Rain, snow, wind, window tinting, moving vans and other commonplace objects can all conspire to dramatically reduce the effectiveness of millimeter wave transmissions. “The impact of deciduous and conifer trees (under gusty wind conditions) suggest that the leaf density from the conifer more frequently produces heavy link losses and these, more so at higher carrier frequencies,” the report thoughtfully notes.
But what does this all cost? And is 5G cheaper than fiber?
According to the report, which cites statistics from fiber supplier Corning, it costs around $1,153 to deploy fiber to the U.S. average household in a “dense” area, defined as roughly 880 households per square mile. That figure rises to $2,050 per household less dense areas, where there are 175 households per square mile. And in areas where there are only 72 households per square mile, it costs $2,499 to connect each household to a fiber connection.

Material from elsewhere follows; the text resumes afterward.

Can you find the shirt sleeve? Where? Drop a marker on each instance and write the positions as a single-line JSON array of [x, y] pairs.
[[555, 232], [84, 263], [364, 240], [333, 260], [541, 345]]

In comparison, the report offers two options for 5G:
- In a 3.5 GHz deployment, a 6-meter tower broadcasting a signal 800 meters would cost roughly $3,750 plus around $300 for the receiver inside customers’ homes.
- In a millimeter-wave deployment, a 30-meter tower broadcasting a signal 200 meters would cost roughly $26,700 plus around $650 for the receiver inside customers’ homes. The millimeter wave deployment figures presumably assume a taller tower in order to avoid interfering obstacles like trees that wouldn’t necessarily affect lower bands like 3.5 GHz.
Obviously, the key calculation here is how many customers could be served within the coverage area. “It is important to note that the POP costs may be amortized over the client population targeted by the service group (i.e., if the wireless service group population is 50 clients, the $3,725 annual cost is ~ $75/client),” the report notes.
It’s worth noting here that most wired internet providers that offer 1 Gbps services sell it for around $70 per month.
Now, to be clear, this is just one report out of probably hundreds, or even thousands, on the topic. The reason it’s noteworthy is because Arris and CableLabs don’t necessarily have skin in the game; they’re primarily trying to inform cable companies what their options are in the 5G world. Thus: “given that 5G POP/Small Cells require wired backhaul, the potential for the MSO to leverage its network for mobile 5G seems to be a more complimentary investment. In discussions with MSOs, who are also MNOs, they struggle now to see a FWA solution to deep residential deployments.”
This is also probably why companies like Starry and Verizon appear to be targeting dense urban environments—places where MDUs like apartments are common—for their initial fixed wireless millimeter wave deployments.
But it’s also worth pointing out that a number of companies outside dense urban areas are also moving full steam ahead with fixed wireless. For example, regional operator C Spire recently announced it plans to deploy fixed wireless services to up to 200,000 customers in Mississippi and elsewhere using a variety of technologies and spectrum bands, and is initially selling uncapped 25 Mbps speeds at $55 per month. The company plans to boost those speeds as technologies improve.
Thus, as is explained in the report, it’s still early days in 5G. Fixed applications in millimeter wave bands are some of the first applications of the technology, but that’s certainly not the only application. And advances in MIMO, beamforming, edge computing and other, related technologies may well push 5G calculations into more appealing territory.
Article updated Nov. 13 to clarify costs.